El primer sorbo de cerveza

Toda la prensa española advierte de la llegada de una situación caótica con la inflación por encima del diez por ciento y debemos remangarnos por la gente que sufre. Se anuncian cartillas de racionamiento para los más vulnerables, como en los economatos de Cuba o la posguerra española.

Concretamente, una gran superficie, Carrefour, se ha asociado con la ministra Yolanda Díaz y, a traición de todo el sector de la distribución, ya ofrece la ‘Canastilla 30 productos por 30 euros’.

No solo llama la atención lo que contiene: té, pan, sal, maíz, aceite, vinagre, guisantes, chocolate blanco, galletas María, compresas finas o papel de wáter; como lo que falta: carne o pescado, ni huevos, leche, legumbres, verduras o fruta fresca.

Ha sido considerada menos saludable que la cesta de Caperucita, más cara que en Día y muy oportuna, pues no hace falta enchufar la nevera o el congelador.

En 2011, la multinacional francesa ya hizo una canastilla por 18,98 euros para sus compatriotas, ‘Le panier des essentiels’, la cual, con la inflación al 2%, incluía cerdo y vacuno, 495 gramos de panga, naranjas españolas, patatas, zanahorias, calabacines y un kilo de queso.

De entre todos los malos augurios, una noticia reciente anuncia el regreso al paleolítico magdaleniense: ¿Imaginan un mundo sin cerveza? Para hacer un litro se necesitan ciento cincuenta de agua y los alemanes advierten de que, si no se modera el precio del gas usado en el proceso de malteado, se acaba el Oktoberfest.
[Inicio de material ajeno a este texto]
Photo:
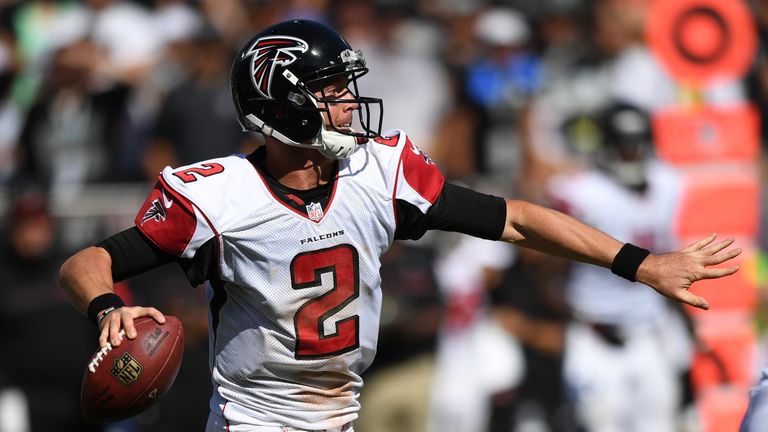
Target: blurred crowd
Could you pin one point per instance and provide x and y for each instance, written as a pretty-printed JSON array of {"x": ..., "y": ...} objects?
[{"x": 547, "y": 101}]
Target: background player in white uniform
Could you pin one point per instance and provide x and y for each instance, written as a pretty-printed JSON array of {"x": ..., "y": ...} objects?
[
  {"x": 290, "y": 237},
  {"x": 617, "y": 364}
]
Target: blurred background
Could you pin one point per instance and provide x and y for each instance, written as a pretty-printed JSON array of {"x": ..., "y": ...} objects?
[{"x": 641, "y": 117}]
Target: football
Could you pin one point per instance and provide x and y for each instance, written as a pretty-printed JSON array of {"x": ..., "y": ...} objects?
[{"x": 125, "y": 380}]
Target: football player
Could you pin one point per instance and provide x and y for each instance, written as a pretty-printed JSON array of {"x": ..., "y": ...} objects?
[
  {"x": 621, "y": 364},
  {"x": 290, "y": 237}
]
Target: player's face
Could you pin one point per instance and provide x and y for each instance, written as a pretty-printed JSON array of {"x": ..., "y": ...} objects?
[{"x": 340, "y": 114}]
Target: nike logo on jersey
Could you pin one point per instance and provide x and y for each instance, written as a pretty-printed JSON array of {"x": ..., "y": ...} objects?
[
  {"x": 155, "y": 212},
  {"x": 322, "y": 237},
  {"x": 168, "y": 203},
  {"x": 414, "y": 149},
  {"x": 417, "y": 151},
  {"x": 315, "y": 211}
]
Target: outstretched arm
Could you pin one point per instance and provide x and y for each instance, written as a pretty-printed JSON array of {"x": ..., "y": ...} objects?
[{"x": 672, "y": 274}]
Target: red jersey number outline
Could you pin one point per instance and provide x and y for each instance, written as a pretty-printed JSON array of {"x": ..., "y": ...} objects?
[
  {"x": 204, "y": 170},
  {"x": 309, "y": 321}
]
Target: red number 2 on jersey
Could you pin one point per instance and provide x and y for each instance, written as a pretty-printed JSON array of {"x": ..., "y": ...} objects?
[
  {"x": 205, "y": 170},
  {"x": 306, "y": 271}
]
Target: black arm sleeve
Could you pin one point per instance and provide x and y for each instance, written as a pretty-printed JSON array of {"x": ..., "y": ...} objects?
[
  {"x": 456, "y": 209},
  {"x": 132, "y": 253}
]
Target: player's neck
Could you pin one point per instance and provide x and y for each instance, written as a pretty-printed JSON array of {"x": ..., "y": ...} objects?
[{"x": 298, "y": 168}]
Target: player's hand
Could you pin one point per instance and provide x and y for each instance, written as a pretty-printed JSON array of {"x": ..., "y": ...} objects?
[
  {"x": 672, "y": 274},
  {"x": 122, "y": 319}
]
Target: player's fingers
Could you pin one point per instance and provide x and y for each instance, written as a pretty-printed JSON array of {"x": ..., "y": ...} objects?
[
  {"x": 129, "y": 326},
  {"x": 721, "y": 258},
  {"x": 700, "y": 244},
  {"x": 115, "y": 325},
  {"x": 154, "y": 313},
  {"x": 103, "y": 336},
  {"x": 717, "y": 247},
  {"x": 714, "y": 273},
  {"x": 687, "y": 297}
]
En el norte de México, conocido como el barril de USA, la persistente sequía pone en peligro la Coronita. Y a la buena cerveza no le gusta viajar y debe fabricarse a poca distancia de donde se bebe.

No hay que acojonarse, de peores hemos salido; hace un mes no había forma de conseguir hielo para prepararse un trago largo y esta noche está cayendo del cielo.

El primer sorbo de cerveza y otros pequeños placeres de la vida es un librito inclasificable de un francés, como Carrefour, Philippe Delerm, en donde nos narra treinta y cuatro momentos que le llenan repentinamente de un intenso placer fugaz.

Mojarse las alpargatas, los pasteles del domingo, que «fueron recoger moras y se llevaron el verano», o de la alegría de descubrir, leyendo en la playa, una cita que nos ayuda a sobrellevar la existencia.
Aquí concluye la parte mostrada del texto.